How do I mock objects that I can't instantiate in my tests?

Sven picture Sven · Jan 26, 2011 · Viewed 7.1k times · Source

I'm using EasyMock to mock objects in my tests. But how do I mock objects that are created somewhere else in my code? Look at the following psudo code. I want to mock WebService#getPersonById, how do I do that?

public class Person {
  public Person find(int id) {
    WebService ws = new WebService();
    return ws.getPersonById(id);
  }
}

public class PersonTest {
  testFind() {
    // How do I mock WebService#getPersonById here?
  }
}

Answer

hvgotcodes picture hvgotcodes · Jan 26, 2011

Mocking typically works well if you use inversion of control and dependency injection to wire up your services. So your person should look like

public class Person() {
  WebService ws = null;

  // or use setters instead of constructor injection
  Persion(WebService ws) {
     this.ws = ws;
  }
  public Person find(int id) {
    return ws.getPersonById(id);
  }
}

hopefully it is clear that with this change, you can now create a mock and mock control for WebService and just plug it in in your test, because when you create the Person to test, you can pass in the mock to the constructor (or setter if you go that route).
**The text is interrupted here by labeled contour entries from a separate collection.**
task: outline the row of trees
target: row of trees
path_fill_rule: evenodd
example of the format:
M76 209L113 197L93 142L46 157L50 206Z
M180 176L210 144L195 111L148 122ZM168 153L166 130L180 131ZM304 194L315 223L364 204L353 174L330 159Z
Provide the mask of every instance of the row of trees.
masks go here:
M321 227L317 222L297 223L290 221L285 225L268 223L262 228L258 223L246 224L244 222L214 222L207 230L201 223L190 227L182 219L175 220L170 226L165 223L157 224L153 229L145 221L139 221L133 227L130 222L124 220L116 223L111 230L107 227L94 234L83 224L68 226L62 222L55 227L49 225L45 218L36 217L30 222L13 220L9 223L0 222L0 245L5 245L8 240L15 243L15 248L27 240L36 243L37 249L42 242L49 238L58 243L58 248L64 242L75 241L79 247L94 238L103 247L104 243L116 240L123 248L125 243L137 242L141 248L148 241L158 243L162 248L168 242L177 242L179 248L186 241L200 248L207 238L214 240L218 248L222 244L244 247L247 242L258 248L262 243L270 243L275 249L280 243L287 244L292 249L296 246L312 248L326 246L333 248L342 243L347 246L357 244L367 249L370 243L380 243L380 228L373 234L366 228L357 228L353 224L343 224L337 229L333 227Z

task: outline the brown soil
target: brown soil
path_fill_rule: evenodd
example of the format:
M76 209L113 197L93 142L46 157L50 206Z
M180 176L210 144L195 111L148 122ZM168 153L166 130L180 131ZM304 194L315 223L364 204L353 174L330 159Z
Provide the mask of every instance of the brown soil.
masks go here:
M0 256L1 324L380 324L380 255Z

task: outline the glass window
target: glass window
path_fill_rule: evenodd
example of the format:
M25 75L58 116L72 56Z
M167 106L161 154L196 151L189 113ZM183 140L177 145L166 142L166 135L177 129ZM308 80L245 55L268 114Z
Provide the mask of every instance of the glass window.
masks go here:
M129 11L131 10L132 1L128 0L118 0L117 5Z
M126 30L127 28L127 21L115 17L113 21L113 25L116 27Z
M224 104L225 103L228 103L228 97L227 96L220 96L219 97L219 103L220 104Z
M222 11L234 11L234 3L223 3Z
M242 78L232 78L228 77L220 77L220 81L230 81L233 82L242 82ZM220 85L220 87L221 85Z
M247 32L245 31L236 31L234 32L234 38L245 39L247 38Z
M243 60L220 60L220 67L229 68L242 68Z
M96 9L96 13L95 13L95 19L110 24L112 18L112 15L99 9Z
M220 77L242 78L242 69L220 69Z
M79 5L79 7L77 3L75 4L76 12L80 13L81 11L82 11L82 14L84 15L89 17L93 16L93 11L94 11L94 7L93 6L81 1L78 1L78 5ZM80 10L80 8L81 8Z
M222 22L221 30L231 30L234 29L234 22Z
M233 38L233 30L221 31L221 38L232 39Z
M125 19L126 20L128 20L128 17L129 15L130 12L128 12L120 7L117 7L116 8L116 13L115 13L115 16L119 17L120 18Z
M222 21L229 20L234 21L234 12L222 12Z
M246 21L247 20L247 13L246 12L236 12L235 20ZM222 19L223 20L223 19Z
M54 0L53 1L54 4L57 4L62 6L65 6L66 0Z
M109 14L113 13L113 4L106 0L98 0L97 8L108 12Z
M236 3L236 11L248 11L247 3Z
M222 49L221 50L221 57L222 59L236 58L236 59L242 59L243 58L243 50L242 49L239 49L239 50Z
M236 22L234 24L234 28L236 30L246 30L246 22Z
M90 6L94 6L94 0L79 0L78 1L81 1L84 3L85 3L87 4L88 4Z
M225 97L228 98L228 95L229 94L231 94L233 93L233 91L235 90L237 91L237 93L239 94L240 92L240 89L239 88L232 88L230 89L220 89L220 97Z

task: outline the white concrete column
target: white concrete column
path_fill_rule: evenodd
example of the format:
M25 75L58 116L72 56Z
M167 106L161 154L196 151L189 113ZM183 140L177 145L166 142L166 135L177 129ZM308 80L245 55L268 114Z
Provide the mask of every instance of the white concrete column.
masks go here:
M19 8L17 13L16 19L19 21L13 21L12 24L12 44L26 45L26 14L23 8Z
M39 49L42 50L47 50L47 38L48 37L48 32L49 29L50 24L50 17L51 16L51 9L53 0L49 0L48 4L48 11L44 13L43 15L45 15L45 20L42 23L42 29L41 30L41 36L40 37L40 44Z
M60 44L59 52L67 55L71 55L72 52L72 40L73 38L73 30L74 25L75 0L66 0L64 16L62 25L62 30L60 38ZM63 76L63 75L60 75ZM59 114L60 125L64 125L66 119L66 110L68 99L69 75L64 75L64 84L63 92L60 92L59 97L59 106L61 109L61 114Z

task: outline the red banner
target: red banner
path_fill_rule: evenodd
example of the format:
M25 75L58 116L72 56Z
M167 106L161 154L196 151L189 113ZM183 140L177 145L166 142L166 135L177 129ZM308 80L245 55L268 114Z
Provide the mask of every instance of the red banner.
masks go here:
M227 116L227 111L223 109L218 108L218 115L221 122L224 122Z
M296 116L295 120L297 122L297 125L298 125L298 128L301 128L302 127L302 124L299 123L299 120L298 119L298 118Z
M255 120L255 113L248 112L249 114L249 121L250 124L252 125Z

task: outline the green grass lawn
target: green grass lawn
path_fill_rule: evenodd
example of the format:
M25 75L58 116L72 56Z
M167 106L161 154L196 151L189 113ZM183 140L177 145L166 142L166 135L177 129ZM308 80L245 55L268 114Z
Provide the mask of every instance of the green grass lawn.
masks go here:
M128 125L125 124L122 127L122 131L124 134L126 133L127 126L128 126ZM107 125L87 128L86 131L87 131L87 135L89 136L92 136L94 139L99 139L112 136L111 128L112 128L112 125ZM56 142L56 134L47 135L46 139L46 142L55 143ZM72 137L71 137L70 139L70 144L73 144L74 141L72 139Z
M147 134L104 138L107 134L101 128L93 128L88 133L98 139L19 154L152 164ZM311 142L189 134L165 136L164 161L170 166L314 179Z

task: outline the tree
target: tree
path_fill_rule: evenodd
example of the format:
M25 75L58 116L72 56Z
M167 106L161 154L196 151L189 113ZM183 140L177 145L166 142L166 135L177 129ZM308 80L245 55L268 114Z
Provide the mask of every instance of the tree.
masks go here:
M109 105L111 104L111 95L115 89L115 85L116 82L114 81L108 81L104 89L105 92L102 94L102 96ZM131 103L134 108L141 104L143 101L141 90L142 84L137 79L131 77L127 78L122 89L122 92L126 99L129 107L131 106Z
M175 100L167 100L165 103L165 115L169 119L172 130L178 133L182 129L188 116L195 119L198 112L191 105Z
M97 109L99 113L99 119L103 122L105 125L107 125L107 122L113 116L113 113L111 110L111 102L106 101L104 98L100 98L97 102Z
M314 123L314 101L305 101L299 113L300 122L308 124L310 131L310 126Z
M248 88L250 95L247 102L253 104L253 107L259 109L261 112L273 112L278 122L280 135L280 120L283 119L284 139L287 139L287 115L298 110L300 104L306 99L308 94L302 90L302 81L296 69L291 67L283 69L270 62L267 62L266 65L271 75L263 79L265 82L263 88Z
In your real environment, the IoC container will inject the real web service in.

Now, if you don't want to deal with all this IoC stuff, what you need to do is decouple your webservice from your Person (which should be call PersonService or something, not just Person, which denotes entity). In other words, the way the code is written you can only use one type of WebService. You need to make it so the Person just needs some type of WebService, not the specific one you have hard-coded in.

Finally, in the code as written, WebService is a class, not an interface. The WebService should be an interface, and you should put in some sort of implementation. EasyMock works well with interfaces; it might be able to mock concrete classes (been a while since I actually used it), but as a design principle you should specify the required interface, not the concrete class.